Is there any way through command line EUtils to identify publication(s) associated with a particular BioProject, or from a run entered in SRA database?
For example, something like this (but this doesn't work):
esearch -db bioproject -query "PRJEB31886" | elink -target pubmed
As far as I know, I have to highlight the title of this BioProject and search Google, Pubmed, etc., for a paper with the exact title match. This is cumbersome and hurts my bioinformatically-inclined brain. Looking for a streamlined, command line-friendly way to retrieve a PMID associated with a BioProject, if it exists.
Thanks!
This specific BioProject does not seem to be linked to any PubMed article. Do you know if the author has published a paper?
vkkodali : Is it the authors responsibility to link a publication to the data or can NCBI do this automatically by text mining from PubMed, if the article includes the accession number?
If an identifier from BioProject, BioSample, SRA, GEO, etc are mentioned in the publication, they get picked up automatically and the inter-database connections are made.
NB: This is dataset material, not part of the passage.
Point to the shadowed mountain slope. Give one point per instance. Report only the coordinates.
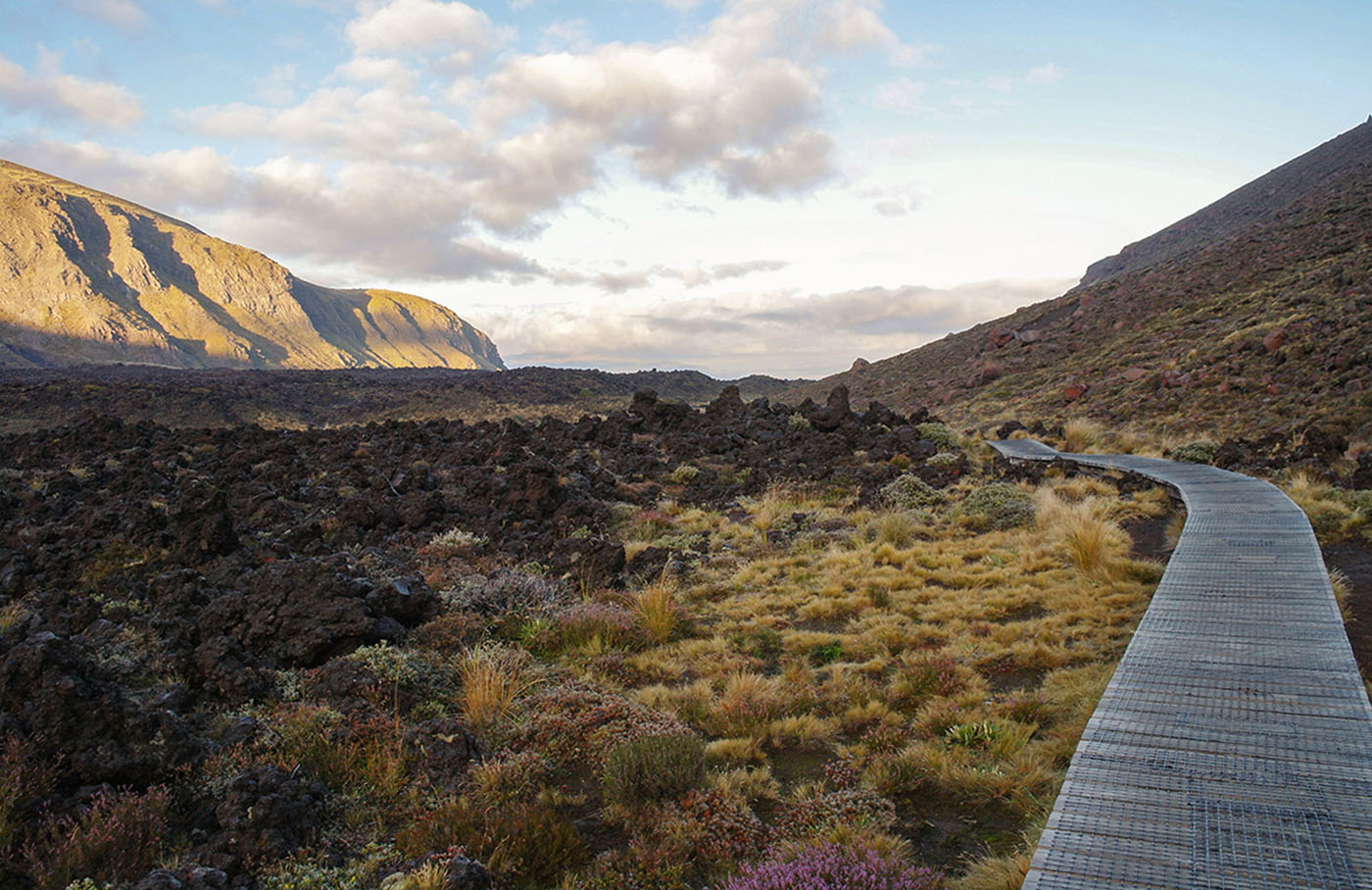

That said, an author or user can (and highly encouraged to) write to NCBI Helpdesk to notify that a publication is no now out and a connection between that publication and data needs to be made.
I also learned that NCBI discourages authors from putting their BioProject accession in their manuscript (but they can include the SRA entries). Should I cite BioProject accession numbers in my manuscript?
NCBI often boggles the mind. What if one produces 500 SRA experiments? Should they now list each number separately in the paper?
I perhaps understand the sentiment, they try to discourage people from linking to the bioproject alone as the main entry point.
The bioproject ID this thread is talking about has 4 samples and 12 experiments. There can be more than one publication associated with a bioproject ID.
Can someone else do this on behalf of the authors? There is no link between that BioProject PRJEB31886 and their paper. However, the BioProject ID is mentioned in the paper. EDIT: I just realized that there is no XML output available for that BioProject (it says the ID 31886 is not public; I used Istvan's posted solution which works with his example BioProject accession but not mine). So I guess it's some other issue, unrelated to NCBI linking the BioProject to its associated publication.
This particular paper was submitted via ENA (European Nucleotide Archive) and perhaps before the paper was accepted. This might be a reason it is not properly crosslinked in PubMed.
Going through ENA does show the paper (you have to click Show under Publication tab)
https://www.ebi.ac.uk/ena/browser/view/PRJEB31886
perhaps there is an automatable query for that
I believe it is this paper, with the same title as the project. I found it by searching the BioProject title in Google. But this is too cumbersome for hundreds (or even tens...) of these. EDIT: It's definitely this paper. They have mentioned the BioProject ID in the paper itself (and they indicate Genbank accessions; though not SRA accessions).